福康郡主看着她溃烂的手,想问她这是怎么回事,可她还没来得及开口问,便听见朱凝眉继续说:“李穆口口声声说着爱朱雪梅,却连他最爱的女人都会认错!这世上难道还有比他更可笑的人吗?”
朱凝眉嘲讽李穆,笑得忘了手上的伤,兴奋得用手去拍桌子,却因十指连心的疼,疼得差点摔倒,好在福康郡主将她扶住。
“二小姐,你的手,该请太医来为你看一下。”
“李穆巴不得我死在这里,怎会给我请太医呢?郡主,你先回去吧,我绝对不会向他服软的。”
福康郡主出了安宁宫,便将朱凝眉手受伤的事,告诉了舒奕。
舒奕立即请了太医去给朱凝眉诊治。
李穆从城外回来时,舒奕带着太医一起向他禀报朱凝眉手受伤的事。
章忠抬眸,碰到李穆瞥过来的眼神,浑身冰凉,吓得腿软,差点跪在地上。
朱凝眉的手受伤了?章忠倒是不曾留意过她的手。他日日警惕着自己别犯错,别有把柄落在李穆手里,谁知这回竟然犯了大错。
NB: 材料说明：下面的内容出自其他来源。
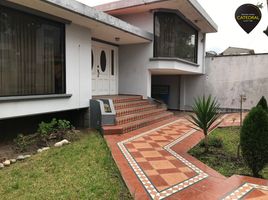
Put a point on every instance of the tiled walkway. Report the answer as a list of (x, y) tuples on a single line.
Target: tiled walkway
[(155, 165)]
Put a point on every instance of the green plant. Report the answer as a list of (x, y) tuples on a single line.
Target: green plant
[(263, 103), (22, 142), (45, 129), (254, 140), (216, 142), (63, 125), (206, 112)]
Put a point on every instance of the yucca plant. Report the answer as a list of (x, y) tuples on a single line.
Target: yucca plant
[(205, 113)]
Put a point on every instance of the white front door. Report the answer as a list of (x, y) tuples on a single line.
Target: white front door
[(104, 68)]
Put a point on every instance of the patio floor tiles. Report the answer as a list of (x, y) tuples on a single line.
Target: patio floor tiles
[(154, 161)]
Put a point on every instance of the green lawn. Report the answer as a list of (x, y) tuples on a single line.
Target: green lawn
[(81, 170), (224, 160)]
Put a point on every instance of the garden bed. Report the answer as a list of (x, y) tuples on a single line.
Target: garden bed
[(224, 159)]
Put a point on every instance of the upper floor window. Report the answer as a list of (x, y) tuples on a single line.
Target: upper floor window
[(32, 54), (173, 37)]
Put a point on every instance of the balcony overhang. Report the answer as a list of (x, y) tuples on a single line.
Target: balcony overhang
[(103, 26), (173, 66), (190, 9)]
李穆叮嘱他好好照顾朱凝眉,可他却连朱凝眉手上的伤口溃烂了的不知道。李穆虽然不去见朱凝眉,心里却不曾想过要亏待她。
若朱凝眉的手保不住,章忠担心他的命也保不住。
好在太医给朱凝眉看过伤口后,说只要她按时服药,就不会有大碍。
太医禀报完毕,舒奕便领着他出去了。
殿内只剩下李穆和章忠。李穆脸色不好,章忠不敢轻易说话,怕触怒了他。
章忠还记得五年前,李穆与朱凝眉和离时,他把自己关在房间里,成日饮酒。
所有的伤心汇聚在他眼底,仿佛汹涌的暗流席卷而来,带着势不可挡的力量要吞没所有一切。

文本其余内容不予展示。